Page MenuHomePhabricator

Broken IPMI/drac on cp3038 and cp3045
Closed, ResolvedPublic

Description

cp3038 didn't come back up after rebooting it today. cp3038.mgmt.esams.wmnet responds to ping but port 22 seems to be closed:

$ nc cp3038.mgmt.esams.wmnet 22
cp3038.mgmt.esams.wmnet [10.21.0.159] 22 (ssh) : Connection refused

I did manage to get chassis status output:

$ sudo ipmitool -I lanplus -H cp3038.mgmt.esams.wmnet -U root -E chassis status
Unable to read password from environment
Password: 
System Power         : on
Power Overload       : false
Power Interlock      : inactive
Main Power Fault     : false
Power Control Fault  : false
Power Restore Policy : previous
Last Power Event     : 
Chassis Intrusion    : inactive
Front-Panel Lockout  : inactive
Drive Fault          : false
Cooling/Fan Fault    : false
Sleep Button Disable : not allowed
Diag Button Disable  : allowed
Reset Button Disable : not allowed
Power Button Disable : allowed
Sleep Button Disabled: false
Diag Button Disabled : true
Reset Button Disabled: false
Power Button Disabled: false

ipmiconsole hangs like this:

$ sudo ipmiconsole -u root -P -h cp3038.mgmt.esams.wmnet
Password: 
[SOL established]

I've also tried chassis power cycle but that didn't help.

Event Timeline

ema renamed this task from Broken IPMI on cp3038 to Broken IPMI on cp3038, host failed coming back online after a reboot .Feb 8 2017, 10:03 AM
ema added a project: DC-Ops.

I've just tried to get the drac back as follows:

sudo ipmitool -I lanplus -H cp3038.mgmt.esams.wmnet -U root mc reset cold

And that resulted in the host coming back online. Still no ssh drac access though.

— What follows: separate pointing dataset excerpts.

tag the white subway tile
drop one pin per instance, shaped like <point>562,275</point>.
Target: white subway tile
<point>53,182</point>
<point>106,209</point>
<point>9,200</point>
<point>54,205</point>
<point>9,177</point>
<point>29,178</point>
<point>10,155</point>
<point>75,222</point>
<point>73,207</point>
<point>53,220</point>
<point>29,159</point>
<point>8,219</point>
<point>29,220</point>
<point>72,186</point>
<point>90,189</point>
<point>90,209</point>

ema renamed this task from Broken IPMI on cp3038, host failed coming back online after a reboot to Broken IPMI/drac on cp3038.Feb 8 2017, 10:37 AM
ema added a project: ops-esams.

cp3038 is under warranty until 2018-03-04. It has a service tag of 45MYV42.

When the DRAC stops working, often simply removing ALL power to the system will reset the drac's faulty condition. It may be that simple and we'll have a working server. This will require onsite assistance.

@mark: Would you like us to wait for you to be onsite, or open a smart hands request to have the power cables removed and added back to this host?

As this is a non-urgent host, I wanted to get your approval to use smart hands in advance. (Since we have so many hours of it monthly that we likely do not use up.)

Please advise,

Got bitten by this again today while rebooting cp3038 into Linux 4.9. I'd say it's time to fix this machine.

Note that this time there is absolutely no way to bring the host back online (i.e.: even chassis status fails)

$ sudo ipmitool -I lanplus -H cp3038.mgmt.esams.wmnet -U root -E chassis status
Unable to read password from environment
Password: 
Error: Unable to establish IPMI v2 / RMCP+ session
ema renamed this task from Broken IPMI/drac on cp3038 to Broken IPMI/drac on cp3038 and cp3045.Apr 13 2017, 3:11 PM

Same issue on cp3045: the mgmt IP is reachable but I can't ssh into it. Further, chassis status fails with:

Error: Unable to establish IPMI v2 / RMCP+ session

Both cp3045 and cp3038 are currently down.

I just contacted EvoSwitch remote hands requesting to perform a power swap on both of those systems. @BBlack/@ema are Cc'ed.

Both came up just a few minutes ago :)

Both hosts are indeed up and running. iDRAC is fixed too. Closing, thanks!